Live Independently as You Get OlderPosted by Medicare Made Clear
There comes a time when you start to think about where you will want to live as you get older. It’s not an easy decision to make, but with proper planning, you can help yourself enjoy a future with a continued independent lifestyle.
What will make you happy? What is most important to you? Do you want to live in a state with warm weather, to be close to family and friends, or to stay put in your current home? Do you want to move to an apartment or condo? Maybe you would feel more comfortable living in an assisted living facility.
There are also financial, health and social issues to consider when deciding where to live.

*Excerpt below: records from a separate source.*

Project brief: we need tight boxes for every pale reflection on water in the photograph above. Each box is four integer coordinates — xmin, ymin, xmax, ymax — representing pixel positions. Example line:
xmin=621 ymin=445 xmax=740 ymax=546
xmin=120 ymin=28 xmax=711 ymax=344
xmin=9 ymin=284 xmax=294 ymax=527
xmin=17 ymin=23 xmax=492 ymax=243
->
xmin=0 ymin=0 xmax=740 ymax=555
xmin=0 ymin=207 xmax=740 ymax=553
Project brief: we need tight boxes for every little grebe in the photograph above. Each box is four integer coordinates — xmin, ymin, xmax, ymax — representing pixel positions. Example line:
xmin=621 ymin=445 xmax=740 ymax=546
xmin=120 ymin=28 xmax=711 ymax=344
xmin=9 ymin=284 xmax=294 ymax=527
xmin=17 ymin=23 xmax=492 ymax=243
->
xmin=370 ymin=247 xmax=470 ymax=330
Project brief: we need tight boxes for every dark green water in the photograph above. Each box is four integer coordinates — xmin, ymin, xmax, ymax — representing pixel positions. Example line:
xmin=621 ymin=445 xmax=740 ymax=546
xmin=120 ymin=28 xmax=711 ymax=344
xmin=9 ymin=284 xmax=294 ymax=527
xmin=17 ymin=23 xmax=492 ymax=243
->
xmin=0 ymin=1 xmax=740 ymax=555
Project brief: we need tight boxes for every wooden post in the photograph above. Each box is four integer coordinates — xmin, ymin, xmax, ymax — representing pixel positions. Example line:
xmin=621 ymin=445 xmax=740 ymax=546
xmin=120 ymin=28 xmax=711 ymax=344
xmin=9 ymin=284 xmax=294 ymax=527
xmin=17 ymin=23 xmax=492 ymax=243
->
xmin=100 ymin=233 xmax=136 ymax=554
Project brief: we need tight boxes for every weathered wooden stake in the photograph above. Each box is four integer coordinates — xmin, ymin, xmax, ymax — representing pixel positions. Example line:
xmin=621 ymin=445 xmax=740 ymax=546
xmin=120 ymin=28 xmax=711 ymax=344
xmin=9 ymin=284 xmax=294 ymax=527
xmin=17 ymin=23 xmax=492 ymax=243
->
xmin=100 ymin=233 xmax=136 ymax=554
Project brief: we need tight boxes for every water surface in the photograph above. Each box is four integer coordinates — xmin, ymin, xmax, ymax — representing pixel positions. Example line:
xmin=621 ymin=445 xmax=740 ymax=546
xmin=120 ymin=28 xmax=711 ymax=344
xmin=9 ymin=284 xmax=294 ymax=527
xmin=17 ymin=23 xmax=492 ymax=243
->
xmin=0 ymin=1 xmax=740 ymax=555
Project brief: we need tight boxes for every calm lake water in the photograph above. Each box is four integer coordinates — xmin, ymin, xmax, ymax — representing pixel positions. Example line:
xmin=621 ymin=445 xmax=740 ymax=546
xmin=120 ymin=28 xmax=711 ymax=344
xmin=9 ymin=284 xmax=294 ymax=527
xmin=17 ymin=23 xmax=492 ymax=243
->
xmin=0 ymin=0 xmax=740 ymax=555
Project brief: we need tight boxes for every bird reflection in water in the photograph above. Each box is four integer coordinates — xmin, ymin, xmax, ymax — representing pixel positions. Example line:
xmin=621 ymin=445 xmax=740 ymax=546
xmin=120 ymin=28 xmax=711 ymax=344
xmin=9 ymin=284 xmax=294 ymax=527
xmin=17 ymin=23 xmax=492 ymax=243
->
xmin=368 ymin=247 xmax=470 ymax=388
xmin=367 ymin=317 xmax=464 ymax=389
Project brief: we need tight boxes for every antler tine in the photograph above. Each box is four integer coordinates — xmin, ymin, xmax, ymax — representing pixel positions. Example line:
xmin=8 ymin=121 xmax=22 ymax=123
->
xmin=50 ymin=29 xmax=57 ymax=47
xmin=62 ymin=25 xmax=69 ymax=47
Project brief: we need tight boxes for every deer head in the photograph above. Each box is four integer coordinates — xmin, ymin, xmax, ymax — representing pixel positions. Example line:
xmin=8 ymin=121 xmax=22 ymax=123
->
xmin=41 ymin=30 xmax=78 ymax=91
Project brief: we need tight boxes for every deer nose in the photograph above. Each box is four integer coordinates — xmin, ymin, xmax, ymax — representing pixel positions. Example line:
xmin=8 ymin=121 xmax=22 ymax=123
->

What kind of lifestyle do you want? Do you want to spend your time in solitude and just relax or do you want to be as active as possible and fully engaged with others in the community?
Location. How important is it? Do you want to stay in familiar territory, close to your family, friends, doctors, shopping and restaurants? Make sure the area will allow you to get around easily, whether you drive, take a bus or train, or walk.
Will you have problems getting around the home? Will health issues cause you to look for features to help you get around comfortably and safely? Will you need to look for a home that has things like bathroom grab-bars, wheelchair ramps or is located in a community that offers free or subsidized transportation to take you shopping or to the doctor?
How much will the home cost? If you stay in your own home, think about the costs associated with the home’s general maintenance and upkeep. Will you do the work yourself, or will you hire someone to do it for you? There may be yard care and interior and exterior home maintenance programs available through community-based organizations or your local or state governments.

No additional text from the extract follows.